У Кати заблестели глаза, а на лице проступили красные пятна.
– Я свободна до завтра. Должна тебя утром под эфир накрасить. Спать здесь не собираюсь, неприятное место, да и негде. Лягу в общежитии.
– Жутко тут, – согласилась я, – почему-то возникает ощущение, что здесь происходило нечто неприятное.
– Музыку пишешь? – осведомилась Катя.
– Нет, – удивилась я вопросу. – С чего ты так решила?
– Творческие люди, не те, кто ими прикидывается, а по-настоящему талантливые, – начала объяснять визажистка, – музыканты, композиторы, художники, писатели чувствуют как хорошую, так и плохую энергетику. У тебя, наверное, есть какой-то талант. Про Валентина Петровича Фирсова ты когда-нибудь слышала?
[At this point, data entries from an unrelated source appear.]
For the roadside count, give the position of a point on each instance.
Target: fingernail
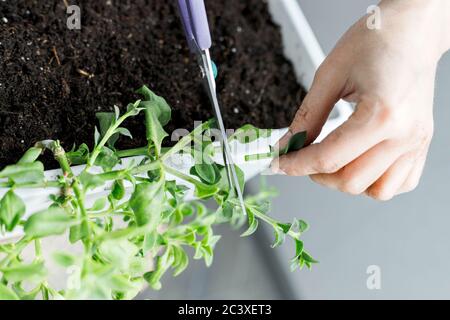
(284, 140)
(275, 168)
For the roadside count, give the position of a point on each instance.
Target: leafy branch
(142, 228)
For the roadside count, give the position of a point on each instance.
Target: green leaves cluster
(143, 228)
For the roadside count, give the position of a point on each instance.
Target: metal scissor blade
(228, 160)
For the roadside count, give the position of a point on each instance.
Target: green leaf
(24, 172)
(280, 236)
(223, 183)
(204, 191)
(118, 252)
(53, 221)
(252, 223)
(296, 142)
(133, 109)
(79, 232)
(208, 173)
(164, 112)
(249, 133)
(307, 257)
(298, 249)
(99, 204)
(33, 272)
(163, 263)
(12, 208)
(90, 181)
(124, 132)
(286, 227)
(181, 261)
(303, 226)
(118, 190)
(30, 156)
(154, 129)
(107, 159)
(147, 203)
(150, 241)
(79, 156)
(106, 120)
(7, 293)
(64, 259)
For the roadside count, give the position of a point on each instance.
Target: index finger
(362, 131)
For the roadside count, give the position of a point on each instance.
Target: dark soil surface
(53, 80)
– Нет, а кто это? – спросила я.
– Главный ведьмовед, – ответила Катя.
– Кто? – не поняла я.
Екатерина налила себе еще вина.
– Народ у нас дикий, если что-то в организме заболит, никто к врачу не спешит, зайдут в аптеку, попросят провизора: «Дайте таблетку от головы, аж тошнит, так затылок ломит». Вообще-то фармацевт должен ответить: «Сходите к доктору, надо выяснить, по какой причине вы плохо себя чувствуете. Головная боль может иметь разное происхождение: повышенное давление, мигрень, какое-то новообразование, грипп, сотрясение мозга. Врач вам посоветует лекарство. Я не имею права вас консультировать».
Катя махнула рукой:
– Да только таких единицы. Аптекарь бросит на прилавок упаковку, и дело с концом. Или человек заглянет к соседке, спросит: «Марь Иванна, ты что от больной головы принимаешь?» И купит пилюли, которые не ему выписывали. Если уж совсем прижмет, дурень побежит к экстрасенсу, бабке-знахарке, колдуну. Те начнут руками размахивать, заговоренную воду втридорога продадут. И уж только если встать не получается, вот тогда доктора вызовут, обследование пройдут, а врач скажет: «Поздно обратились, вам уже нельзя помочь. Где вы раньше были?» Где? У колдунов лечился. У моей одноклассницы мама умерла, потому что побоялась операцию делать, побежала к хилеру. И что бы людям ни говорили, они все равно так себя ведут.
Катя взяла кусок сыра.
– Ешь, не стесняйся. Не знаю, как сейчас, а в советские времена существовала комиссия, куда мог обратиться любой человек с жалобой на представителя нетрадиционной медицины, который его обманул. Проводилось следствие, чаще всего знахаря признавали психически нездоровым человеком и отправляли в спецбольницу. Руководил комиссией Валентин Петрович Фирсов, доктор наук, профессор, известный психиатр. Ехидные коллеги называли его между собой: «Главный ведьмолог» или «Колдунист всея Руси».